UN ROMANZO CHE PARLA DI PERSONE
A ricordare la loro storia è il romanzo “Quello che noi non siamo” (Guanda) scritto da Gianni Biondillo e presentato alla Biblioteca civica di Varese grazie alla collaborazione tra l’Ordine degli architetti e l’assessorato alla Cultura del comune di Varese. «In questo libro, frutto di una lunga ricerca, non c’è nulla di inventato – ha detto l’autore -. Era la mia ossessione fin dagli anni del Politecnico e dopo trent’anni l’ho scritto».
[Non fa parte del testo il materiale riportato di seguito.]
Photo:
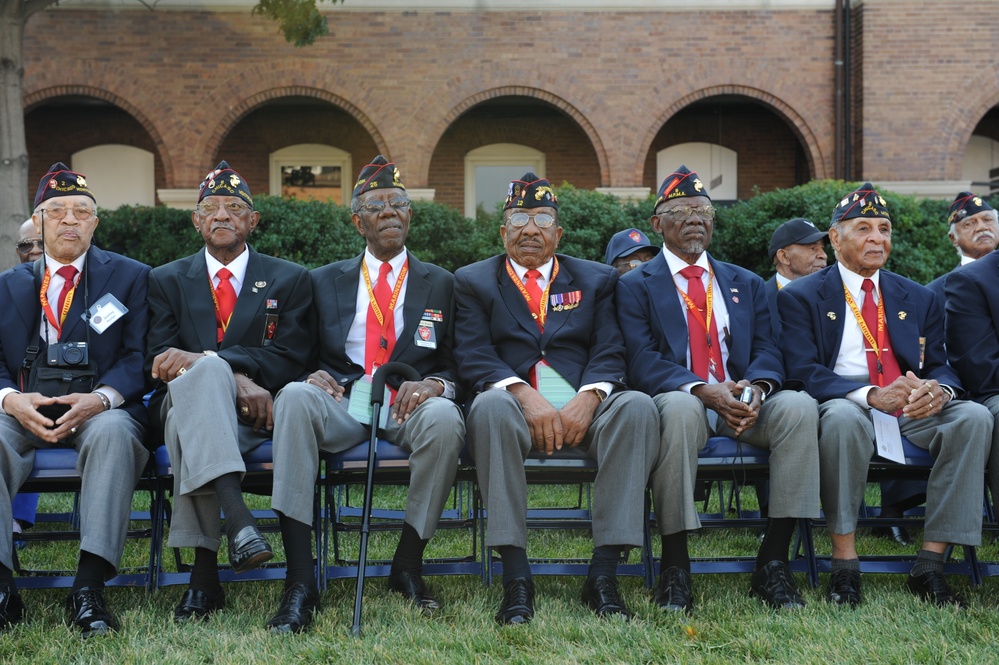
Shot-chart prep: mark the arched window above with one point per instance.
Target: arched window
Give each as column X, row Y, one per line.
column 118, row 174
column 489, row 170
column 717, row 166
column 980, row 158
column 311, row 170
“Quello che noi non siamo” non è un saggio di architettura. Biondillo racconta la storia di intellettuali straordinari che guardavano il Paese con uno sguardo nuovo e oggi quasi totalmente dimenticati. «Giuseppe Terragni di Como, autore della ex Casa del fascio, considerato uno degli edifici più importanti dell’architettura mondiale del ventesimo secolo, è tra gli architetti più studiati nelle università straniere – sottolinea lo scrittore -. Una volta ho chiesto a una persona se sapesse chi fosse Giuseppe Pagano. La risposta fu: “Quello della fermata della metropolitana”?».
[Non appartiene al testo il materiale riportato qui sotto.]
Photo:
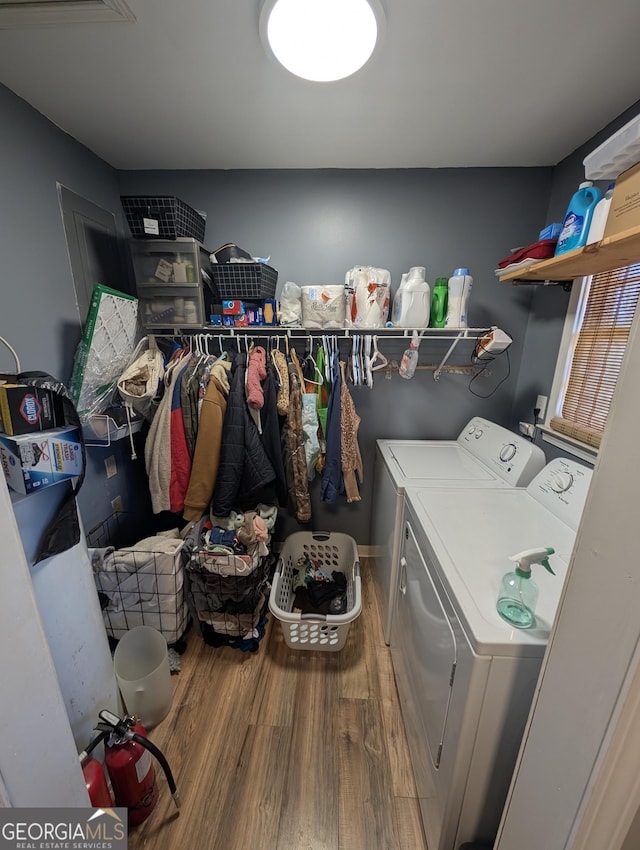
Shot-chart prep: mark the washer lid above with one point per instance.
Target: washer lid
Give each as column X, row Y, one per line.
column 435, row 463
column 469, row 538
Una generazione nata e cresciuta sotto il fascismo che aveva creduto in una rivoluzione e su quella spinta aveva elaborato un nuovo pensiero per l’architettura moderna, il razionalismo, in opposizione all’accademismo centralista romano. «Guardavano all’Europa, non amavano la retorica e la romanità – spiega Biondillo -. Da tutta Italia venivano a Milano perché lì avevano trovato libertà di espressione. Sarà la storia con le leggi razziali, la disfatta sul fronte russo e l’armistizio a presentare a questa avanguardia intellettuale un conto salato».
UN ROMANZO CORALE
Un romanzo corale che ha tra i suoi protagonisti alcune donne straordinarie, tra cui Maria Albini e Maria Bottoni, impegnate nella Resistenza in Italia e all’estero.
Elena Brusa Pasqué, presidente dell’Ordine degli architetti di Varese, definisce il romanzo di Biondillo «una narrazione di fatti reali, “Fait d’hiver”».
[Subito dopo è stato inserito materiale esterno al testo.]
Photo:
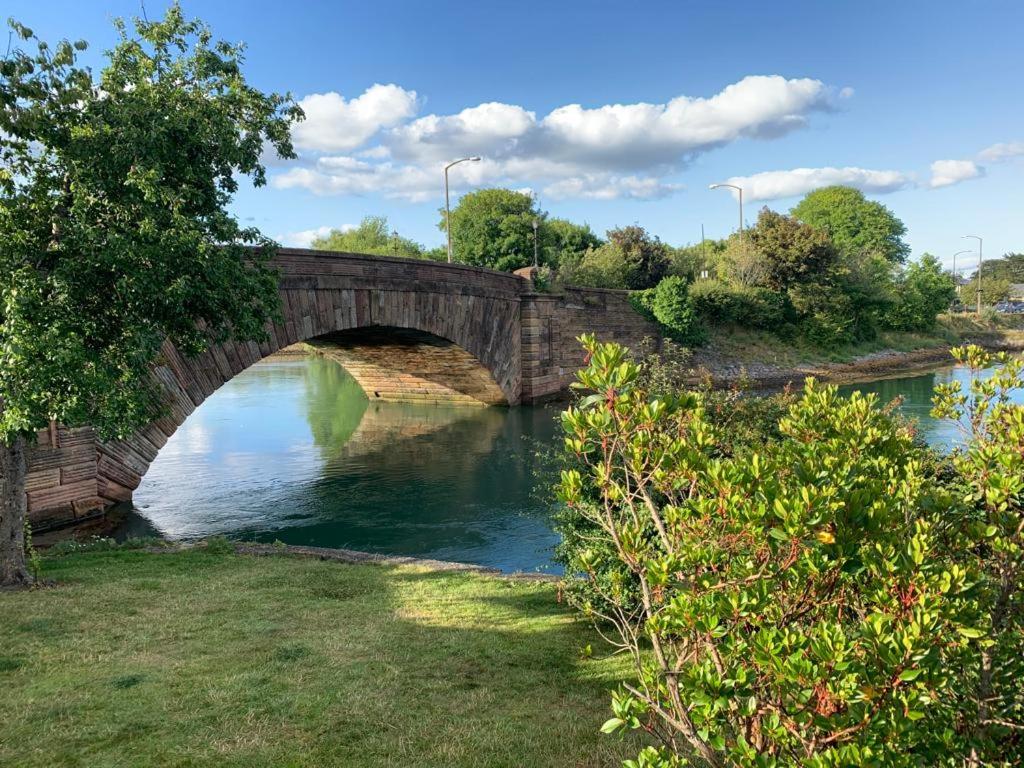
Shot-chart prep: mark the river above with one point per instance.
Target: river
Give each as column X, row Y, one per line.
column 292, row 451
«Proprio come faceva Stendhal nell’’800 che romanzava storie vere – spiega la presidente dell’Ordine degli architetti – andando a intervistare o a rovistare nei diari e nei documenti a lui contemporanei per costruire romanzi che di romanzato hanno ben poco. Dalle letture di lettere, diari e dal racconto personale dei protagonisti o dei famigliari Stendhal entrava nei personaggi e per secoli si è pensato che fosse un scrittore di romanzi. Era uno scrittore che romanzava verità storiche così come Biondillo entra nei suoi personaggi e li racconta come se anche lui avesse vissuto con loro la loro storia coraggiosa».
LA SPERANZA
Nella Sala Morselli della biblioteca civica, a rendere omaggio a questi intellettuali coraggiosi, c’erano anche Nina Ravelli, figlia di Aldo Ravelli, citato più volte nel libro di Biondillo, Floriana e Gianluca Maris figli di Gianfranco Maris che era in campo di concentramento con Belgiojoso e Banfi. «Anche in quelle condizioni disumane continuavano a progettare – ha concluso Floriana Maris – guardando con speranza al futuro e a una società più giusta».